The ten other Knowledge for Development Centers (KDCs) are located in Mindanao (University of Southeastern Philippines in Davao, the Western Mindanao State University in Zamboanga, and the Notre Dame University in Cotabato), the Visayas (Silliman University in Dumaguete City and University of San Carlos in Cebu City), and Luzon (Saint Paul University Philippines in Tuguegarao, Asian Institute of Management in Makati, Ateneo de Naga University in Naga, Palawan State University in Puerto Princesa, and at the World Bank Office in Pasig).

Housed on the ground floor of CPU’s Henry Luce III Library, the Knowledge for Development Center offers the following services for free:

- Participation in forums, discussions, and programs on development issues;
- Access to development-related publications by well-known academic and development institutions;
- Room use and online access to World Bank project documents, publications and reports;
- Internet access to development and research sites;
- Webcam and videoconferencing;
- A special collection of Compact Discs and videotapes on development issues;
- Online access to the Global Jolis catalogue system that allows users to download some of the collections of around 60 World Bank Public Information Centers around the world;
- Online access to the World Bank's e-Library, a subscription-based portal of over 3,000 World Bank publications and research papers;
- Copies of selected World Bank publications in the Philippines.
Also held at Central Philippine University on September 26 was a forum on building partnerships in the community and the World Bank’s regional consultation on its next Country Assistance Strategy (CAS).

Consultations for the Country Assistance Strategy (CAS) are conducted by the World Bank all over the country in order to obtain a wide range of perspectives and recommendations from government and other stakeholders, on the critical development challenges and the policy options and programs the Bank should pursue to address these challenges.

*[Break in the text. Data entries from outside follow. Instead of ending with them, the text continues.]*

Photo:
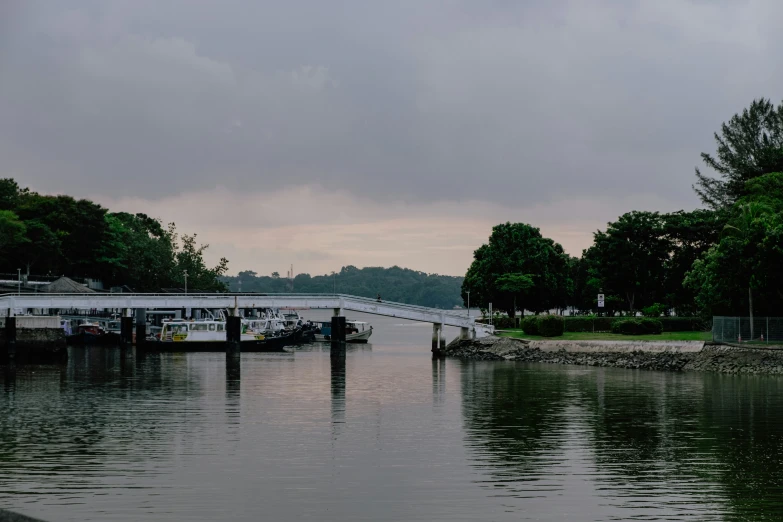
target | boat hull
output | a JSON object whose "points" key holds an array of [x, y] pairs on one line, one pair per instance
{"points": [[268, 344], [359, 337]]}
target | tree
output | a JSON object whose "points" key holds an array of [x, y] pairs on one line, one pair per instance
{"points": [[742, 271], [517, 254], [749, 145], [190, 258], [629, 258], [12, 232]]}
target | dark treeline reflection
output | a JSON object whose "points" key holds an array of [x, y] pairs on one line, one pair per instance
{"points": [[67, 422], [702, 444]]}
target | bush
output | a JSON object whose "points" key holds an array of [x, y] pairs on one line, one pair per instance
{"points": [[685, 324], [655, 310], [637, 326], [588, 323], [550, 325], [530, 325]]}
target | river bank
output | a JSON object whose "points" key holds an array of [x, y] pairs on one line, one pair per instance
{"points": [[644, 355]]}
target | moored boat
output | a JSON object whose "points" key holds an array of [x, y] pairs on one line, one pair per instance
{"points": [[355, 331]]}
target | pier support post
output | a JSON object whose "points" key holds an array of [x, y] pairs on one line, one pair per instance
{"points": [[464, 334], [126, 332], [141, 329], [233, 335], [338, 330], [10, 337], [437, 333]]}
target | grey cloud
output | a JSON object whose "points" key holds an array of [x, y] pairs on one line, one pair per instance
{"points": [[520, 102]]}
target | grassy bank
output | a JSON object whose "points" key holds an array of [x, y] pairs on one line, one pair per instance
{"points": [[588, 336]]}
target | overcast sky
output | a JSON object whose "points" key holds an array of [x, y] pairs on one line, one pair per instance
{"points": [[326, 133]]}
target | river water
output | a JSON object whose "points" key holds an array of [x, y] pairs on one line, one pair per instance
{"points": [[385, 433]]}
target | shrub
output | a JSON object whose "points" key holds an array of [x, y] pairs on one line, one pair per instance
{"points": [[550, 325], [685, 324], [588, 323], [655, 310], [530, 325], [637, 326]]}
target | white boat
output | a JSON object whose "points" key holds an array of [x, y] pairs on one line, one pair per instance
{"points": [[355, 331]]}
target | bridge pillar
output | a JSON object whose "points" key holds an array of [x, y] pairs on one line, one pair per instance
{"points": [[126, 332], [233, 336], [338, 330], [141, 329], [437, 334], [10, 337]]}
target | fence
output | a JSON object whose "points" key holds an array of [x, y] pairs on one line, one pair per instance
{"points": [[762, 330]]}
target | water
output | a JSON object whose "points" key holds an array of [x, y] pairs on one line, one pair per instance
{"points": [[384, 434]]}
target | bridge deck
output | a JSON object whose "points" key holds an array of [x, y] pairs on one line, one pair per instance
{"points": [[175, 301]]}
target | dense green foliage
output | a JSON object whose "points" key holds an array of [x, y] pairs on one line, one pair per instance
{"points": [[550, 325], [637, 326], [725, 260], [60, 235], [750, 145], [393, 284], [518, 269]]}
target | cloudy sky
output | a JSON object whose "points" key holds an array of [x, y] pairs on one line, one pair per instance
{"points": [[326, 133]]}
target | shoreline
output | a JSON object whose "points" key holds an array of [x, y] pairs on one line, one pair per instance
{"points": [[675, 356]]}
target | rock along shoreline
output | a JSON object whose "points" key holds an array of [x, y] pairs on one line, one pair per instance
{"points": [[642, 355]]}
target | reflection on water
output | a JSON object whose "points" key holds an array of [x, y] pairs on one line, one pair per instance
{"points": [[383, 433]]}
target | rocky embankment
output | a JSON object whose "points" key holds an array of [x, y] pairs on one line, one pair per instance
{"points": [[662, 356]]}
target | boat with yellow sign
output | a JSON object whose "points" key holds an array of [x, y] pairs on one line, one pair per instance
{"points": [[210, 335]]}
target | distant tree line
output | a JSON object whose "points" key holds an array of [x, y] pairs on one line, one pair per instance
{"points": [[60, 235], [393, 284], [725, 259]]}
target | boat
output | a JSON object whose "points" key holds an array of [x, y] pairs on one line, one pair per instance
{"points": [[209, 335], [92, 333], [355, 331]]}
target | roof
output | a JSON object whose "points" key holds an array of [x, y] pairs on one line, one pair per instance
{"points": [[65, 285]]}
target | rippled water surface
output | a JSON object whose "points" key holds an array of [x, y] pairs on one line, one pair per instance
{"points": [[384, 433]]}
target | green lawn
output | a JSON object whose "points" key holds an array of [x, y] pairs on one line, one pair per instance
{"points": [[588, 336]]}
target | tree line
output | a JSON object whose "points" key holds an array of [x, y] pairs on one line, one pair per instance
{"points": [[724, 259], [59, 235], [392, 284]]}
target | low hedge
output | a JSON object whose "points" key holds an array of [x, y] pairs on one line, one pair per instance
{"points": [[550, 325], [637, 326], [530, 325], [589, 323]]}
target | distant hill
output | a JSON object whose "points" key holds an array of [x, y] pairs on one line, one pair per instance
{"points": [[394, 284]]}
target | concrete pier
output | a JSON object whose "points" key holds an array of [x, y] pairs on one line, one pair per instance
{"points": [[233, 335], [10, 337], [338, 330], [126, 333], [141, 329], [437, 337]]}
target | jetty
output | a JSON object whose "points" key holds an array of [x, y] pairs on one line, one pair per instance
{"points": [[133, 308]]}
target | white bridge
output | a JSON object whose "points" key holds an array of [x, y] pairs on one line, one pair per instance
{"points": [[337, 302]]}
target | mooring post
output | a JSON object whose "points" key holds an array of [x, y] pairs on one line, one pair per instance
{"points": [[10, 336], [437, 329], [233, 335], [464, 334], [338, 330], [141, 329], [126, 332]]}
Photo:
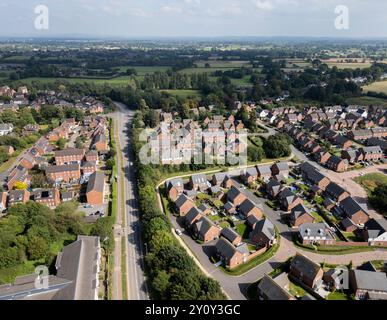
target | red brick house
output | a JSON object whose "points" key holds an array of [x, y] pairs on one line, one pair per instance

The one-day workshop in Iloilo was attended by national and local government officials and representatives from non-government organizations (NGOs), peoples' organizations (POs), the academe, trade unions and the business sector from nearby areas in Western Visayas.

The World Bank prepares a Country Assistance Strategy (CAS) document for the Philippines every three or four years. The current Country Assistance Strategy (CAS) for the Philippines, with the theme Supporting Islands of Good Governance, originally covered the period 2006-2008 but was extended up to June 2009.

The next Country Assistance Strategy (CAS), which will govern the Bank's lending and non-lending programs and services for the period July 2009 to June 2012, will be submitted to the WB Board of Executive Directors early in 2009 for discussion.